Dissecting the structure of the SCL gene, which is essential for the normal development of blood and blood vessels, Sanchez et al. (Sanchez et al., 1999) have identified a 3′ enhancer that drives the expression in transgenic mice of a reporter gene in both the endothelium and blood cell subsets in diverse sites of embryonic hematopoiesis, including the yolk sac and PSp/AGM. This enhancer also directed expression to adult HSCs, but expression in adult endothelial cells was not examined. These results suggest the existence of endothelial cells, but may also reflect the activity of primitive angio-hematopoietic stem cells. Indeed, our whole work relies on the assumption, which has not been questioned so far, that the CD34⁺ CD45^– antigen expression typifies only endothelial cells. However, we cannot formally exclude the possibility that, at least at the earliest developmental stages, a very rare subset of ancestral hemangioblasts en route to hematopoiesis, but not yet expressing CD45, could be co-purified with endothelial cells and participate in the blood cell production we have observed on MS-5 stromal cells (Traver and Zon, 2002). Transgenic mouse models in which the whole progeny of vascular endothelium is permanently tagged will lead to the deciphering of the full potential in normal development and postnatal life of a vascular cell population for which a role in cardiomyocyte formation has also been suggested elsewhere (Condorelli et al., 2001).

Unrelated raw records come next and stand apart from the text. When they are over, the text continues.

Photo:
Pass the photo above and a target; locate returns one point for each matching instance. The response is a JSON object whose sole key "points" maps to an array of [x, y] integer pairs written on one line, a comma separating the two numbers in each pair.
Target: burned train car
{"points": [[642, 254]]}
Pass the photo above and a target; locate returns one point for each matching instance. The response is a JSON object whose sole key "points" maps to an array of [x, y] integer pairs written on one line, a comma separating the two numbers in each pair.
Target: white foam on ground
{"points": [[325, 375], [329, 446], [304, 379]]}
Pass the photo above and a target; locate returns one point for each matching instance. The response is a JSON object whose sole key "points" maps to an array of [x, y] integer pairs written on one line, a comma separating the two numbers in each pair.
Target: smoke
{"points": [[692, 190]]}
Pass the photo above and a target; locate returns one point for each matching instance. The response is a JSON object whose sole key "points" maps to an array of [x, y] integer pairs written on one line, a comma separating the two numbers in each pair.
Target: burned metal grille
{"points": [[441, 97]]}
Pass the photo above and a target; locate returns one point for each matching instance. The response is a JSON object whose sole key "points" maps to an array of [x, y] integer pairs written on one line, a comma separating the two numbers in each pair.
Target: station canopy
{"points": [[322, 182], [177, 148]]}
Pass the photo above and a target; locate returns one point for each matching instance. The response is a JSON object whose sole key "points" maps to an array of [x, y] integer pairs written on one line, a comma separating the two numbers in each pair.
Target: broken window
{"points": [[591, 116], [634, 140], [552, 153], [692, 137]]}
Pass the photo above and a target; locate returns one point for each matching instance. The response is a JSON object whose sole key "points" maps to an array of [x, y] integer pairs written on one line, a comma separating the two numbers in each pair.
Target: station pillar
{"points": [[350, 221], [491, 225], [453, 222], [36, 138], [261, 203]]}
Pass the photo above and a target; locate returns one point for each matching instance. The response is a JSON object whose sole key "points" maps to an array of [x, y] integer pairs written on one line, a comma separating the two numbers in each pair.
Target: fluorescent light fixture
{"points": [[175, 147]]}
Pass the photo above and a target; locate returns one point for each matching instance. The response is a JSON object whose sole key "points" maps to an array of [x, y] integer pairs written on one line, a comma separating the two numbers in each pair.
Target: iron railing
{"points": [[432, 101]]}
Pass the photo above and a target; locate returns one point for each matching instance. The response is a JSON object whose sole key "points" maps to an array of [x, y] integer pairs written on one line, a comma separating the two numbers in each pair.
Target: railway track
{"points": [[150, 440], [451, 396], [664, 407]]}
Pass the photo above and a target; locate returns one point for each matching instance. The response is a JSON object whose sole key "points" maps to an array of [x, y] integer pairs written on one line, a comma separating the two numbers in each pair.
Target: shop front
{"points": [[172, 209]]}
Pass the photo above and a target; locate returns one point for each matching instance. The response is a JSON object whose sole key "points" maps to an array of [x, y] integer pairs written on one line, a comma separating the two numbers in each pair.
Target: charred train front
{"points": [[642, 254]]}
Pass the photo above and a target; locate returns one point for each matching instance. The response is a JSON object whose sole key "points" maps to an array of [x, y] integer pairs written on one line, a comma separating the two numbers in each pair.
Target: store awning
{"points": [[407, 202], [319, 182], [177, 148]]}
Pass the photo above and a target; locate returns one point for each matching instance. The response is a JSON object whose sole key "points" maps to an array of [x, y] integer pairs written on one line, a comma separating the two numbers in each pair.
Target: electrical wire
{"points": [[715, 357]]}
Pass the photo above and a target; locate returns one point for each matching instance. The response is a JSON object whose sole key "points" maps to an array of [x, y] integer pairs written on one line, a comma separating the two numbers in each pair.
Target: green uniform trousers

We are indebted to Dr I. Dagousset and I. Gonzales and to Prof. P. Blot for their help with human embryo procurement. We also acknowledge the assistance of Drs J. Martinovic and J. Tantau and of Prof. C. Nessman in providing fetal tissues. We thank Dr K. Husseini for his help with cell culture, Dr I. Casal and V. Schiavon for assistance with FACS sorting, and J. Chagraoui for providing technical advice. E. O. and M. T. are the recipients of fellowships from the Human Frontier Science Program and Fondation de France.